The essence of Monash’s combined operations strategy was to infiltrate his men and equipment close enough under cover of darkness to use heavy weaponry against the targeted areas, then employ tanks as a cover for the advancing infantry. If the artillery did its job, the infantry’s task would devolve into a mop-up operation. Monash’s plan also called for extensive use of reconnaissance aircraft so that he could direct troop movements quickly and effectively. Monash’s top intelligence officer had rightly estimated Hamel’s defenders at about 3,000 troops. He assessed them as being for the most part of indifferent quality and located in poor defensive positions. There were some exceptions, however, including strongpoints at an installation called Pear Trench, in the northern sector of the targeted area around Hamel, and scattered areas where he expected serious resistance in parts of the woods and in the village. Those observations were incorporated into intense planning sessions that Monash had organised involving all levels of his command, from corps to battalion. The final session, conducted in secrecy on 30 June, included 250 officers and resolved 133 items on a detailed planning agenda. The action, involving aircraft, tanks, artillery and infantry, each with an assigned role, was to be tightly controlled from the very beginning.
In the trenches, the 42nd Battalion enjoyed a hot meal at about 2300 as they listened to 144 Allied aircraft dropping more than 1,100 bombs on Hamel — an initial softening-up operation. Meanwhile, cloaked by darkness and the noisy uproar of the aircraft, the tanks began their five kilometre move from sheltered positions in woods and orchards to their attack positions. Between midnight and 0145, the infantry followed the tread marks of the tanks that had broken through the wire barriers — an easier task for Americans in their canvas leggings than for Australians in their cloth puttees. By 0300, the troops — who hailed from Illinois and every state in Australia — had been issued rum and were in position, ready to attack.

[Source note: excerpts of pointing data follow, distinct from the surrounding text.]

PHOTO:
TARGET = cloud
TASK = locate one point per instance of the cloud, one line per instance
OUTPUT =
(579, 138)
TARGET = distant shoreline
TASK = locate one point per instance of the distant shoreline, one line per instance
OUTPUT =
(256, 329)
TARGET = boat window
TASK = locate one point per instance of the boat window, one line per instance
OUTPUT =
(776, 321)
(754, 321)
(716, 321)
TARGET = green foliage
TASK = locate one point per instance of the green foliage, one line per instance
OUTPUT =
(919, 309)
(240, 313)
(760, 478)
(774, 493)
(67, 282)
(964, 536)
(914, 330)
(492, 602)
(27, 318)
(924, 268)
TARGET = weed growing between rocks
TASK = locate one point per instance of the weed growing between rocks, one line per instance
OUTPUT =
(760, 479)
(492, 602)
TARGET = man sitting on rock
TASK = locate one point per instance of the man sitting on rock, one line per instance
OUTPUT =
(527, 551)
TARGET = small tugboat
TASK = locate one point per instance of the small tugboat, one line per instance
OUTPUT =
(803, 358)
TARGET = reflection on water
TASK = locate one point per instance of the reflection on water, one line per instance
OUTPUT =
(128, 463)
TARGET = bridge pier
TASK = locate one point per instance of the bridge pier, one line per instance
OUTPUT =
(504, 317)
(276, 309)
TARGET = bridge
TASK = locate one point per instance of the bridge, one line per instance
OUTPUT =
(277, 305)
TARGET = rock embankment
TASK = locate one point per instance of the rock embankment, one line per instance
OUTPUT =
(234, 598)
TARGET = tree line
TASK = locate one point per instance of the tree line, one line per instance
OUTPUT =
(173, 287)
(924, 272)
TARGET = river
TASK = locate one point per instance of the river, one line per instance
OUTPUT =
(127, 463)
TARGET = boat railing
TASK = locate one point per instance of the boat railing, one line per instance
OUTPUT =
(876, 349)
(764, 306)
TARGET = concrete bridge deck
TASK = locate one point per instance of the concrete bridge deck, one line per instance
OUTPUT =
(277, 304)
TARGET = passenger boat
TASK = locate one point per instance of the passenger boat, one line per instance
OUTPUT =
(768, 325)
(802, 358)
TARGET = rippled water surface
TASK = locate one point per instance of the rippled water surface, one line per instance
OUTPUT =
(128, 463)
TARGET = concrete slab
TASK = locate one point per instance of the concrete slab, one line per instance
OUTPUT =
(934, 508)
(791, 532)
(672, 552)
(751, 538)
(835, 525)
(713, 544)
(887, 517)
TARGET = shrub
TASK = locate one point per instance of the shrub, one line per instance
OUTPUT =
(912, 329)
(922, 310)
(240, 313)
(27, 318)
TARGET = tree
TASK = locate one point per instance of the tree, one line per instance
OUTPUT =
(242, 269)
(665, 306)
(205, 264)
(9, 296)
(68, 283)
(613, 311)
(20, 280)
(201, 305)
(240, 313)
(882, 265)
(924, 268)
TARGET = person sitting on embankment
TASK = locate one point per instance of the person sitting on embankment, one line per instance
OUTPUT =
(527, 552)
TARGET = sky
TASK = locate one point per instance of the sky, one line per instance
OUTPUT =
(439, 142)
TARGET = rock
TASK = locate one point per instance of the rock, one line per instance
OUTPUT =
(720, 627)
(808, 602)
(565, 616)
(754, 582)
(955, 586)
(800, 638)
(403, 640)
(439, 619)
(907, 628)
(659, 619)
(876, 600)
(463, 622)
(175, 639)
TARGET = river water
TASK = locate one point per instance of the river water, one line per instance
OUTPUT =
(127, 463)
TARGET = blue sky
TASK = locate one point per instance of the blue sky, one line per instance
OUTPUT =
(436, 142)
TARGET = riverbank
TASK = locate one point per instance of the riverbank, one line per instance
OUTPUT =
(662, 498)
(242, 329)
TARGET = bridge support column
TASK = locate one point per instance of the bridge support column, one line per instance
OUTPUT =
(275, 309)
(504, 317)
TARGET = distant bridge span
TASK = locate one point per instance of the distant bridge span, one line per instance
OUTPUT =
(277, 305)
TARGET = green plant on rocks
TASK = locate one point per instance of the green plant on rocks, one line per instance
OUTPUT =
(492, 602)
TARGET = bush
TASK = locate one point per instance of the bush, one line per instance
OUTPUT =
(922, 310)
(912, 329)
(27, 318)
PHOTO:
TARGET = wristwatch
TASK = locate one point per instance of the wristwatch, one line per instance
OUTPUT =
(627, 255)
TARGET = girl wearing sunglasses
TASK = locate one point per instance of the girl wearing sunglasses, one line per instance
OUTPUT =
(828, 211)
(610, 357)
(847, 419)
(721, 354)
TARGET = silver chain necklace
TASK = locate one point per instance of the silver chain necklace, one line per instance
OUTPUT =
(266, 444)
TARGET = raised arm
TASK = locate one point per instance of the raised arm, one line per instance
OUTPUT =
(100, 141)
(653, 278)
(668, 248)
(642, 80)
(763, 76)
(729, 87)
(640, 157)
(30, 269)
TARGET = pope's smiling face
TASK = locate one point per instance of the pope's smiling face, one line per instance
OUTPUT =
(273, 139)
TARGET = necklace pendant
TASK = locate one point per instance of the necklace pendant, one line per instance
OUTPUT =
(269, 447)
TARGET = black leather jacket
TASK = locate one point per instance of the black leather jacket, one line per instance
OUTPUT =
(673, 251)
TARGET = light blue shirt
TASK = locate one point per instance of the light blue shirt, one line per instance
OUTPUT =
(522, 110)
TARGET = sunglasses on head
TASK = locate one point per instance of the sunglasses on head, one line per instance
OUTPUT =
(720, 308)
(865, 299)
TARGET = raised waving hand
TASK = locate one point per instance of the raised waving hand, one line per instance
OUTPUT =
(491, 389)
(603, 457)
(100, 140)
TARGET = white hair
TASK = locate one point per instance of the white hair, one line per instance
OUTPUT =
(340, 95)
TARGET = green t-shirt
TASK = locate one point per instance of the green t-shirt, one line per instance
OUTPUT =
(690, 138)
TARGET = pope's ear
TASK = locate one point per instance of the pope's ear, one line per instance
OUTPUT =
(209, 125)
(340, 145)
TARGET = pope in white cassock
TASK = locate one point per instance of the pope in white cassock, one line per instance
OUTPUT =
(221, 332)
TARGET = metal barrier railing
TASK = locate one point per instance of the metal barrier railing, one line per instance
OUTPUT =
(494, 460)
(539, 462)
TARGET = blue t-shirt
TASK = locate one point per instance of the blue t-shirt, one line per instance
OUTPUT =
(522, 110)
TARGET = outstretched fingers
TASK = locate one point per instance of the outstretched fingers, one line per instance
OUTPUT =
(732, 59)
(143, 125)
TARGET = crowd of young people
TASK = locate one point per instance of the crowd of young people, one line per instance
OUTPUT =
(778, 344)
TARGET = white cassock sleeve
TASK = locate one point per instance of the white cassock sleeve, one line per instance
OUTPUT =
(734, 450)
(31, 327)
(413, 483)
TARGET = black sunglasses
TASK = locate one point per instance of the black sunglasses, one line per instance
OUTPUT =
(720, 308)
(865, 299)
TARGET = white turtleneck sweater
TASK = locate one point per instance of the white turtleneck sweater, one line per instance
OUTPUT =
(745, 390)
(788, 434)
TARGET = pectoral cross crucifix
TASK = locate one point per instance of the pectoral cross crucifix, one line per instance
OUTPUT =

Harrassing artillery fire kicked in at 0302. For several weeks previously, Monash had ordered that high explosives, smoke bombs and poison gas shells be fired toward the target at about that time, a tactic intended to condition the defenders to regularly expect a barrage — and make them think that the smoke masked the presence of gas. This time, however, Monash purposely omitted the gas, making it possible for his troops to move forward under cover of smoke and noise without masks. The Germans having donned their cumbersome gas masks were at a disadvantage.
At 0310, 313 heavy guns and 326 field artillery pieces, joined by mortars and more than 100 Vickers machine guns, produced a barrage worthy of the Fourth of July, while the tanks gunned their engines for the 800 metre dash. A mix of 10 percent smoke, 40 percent high-explosive and 50 percent shrapnel shells fell 200 metres ahead of the infantry, while larger shells landed 400 metres farther ahead.
The infantrymen rose and moved forward. In four minutes, the artillery adjusted its range 100 metres farther ahead, and the infantry advanced in the wake of the covering fire.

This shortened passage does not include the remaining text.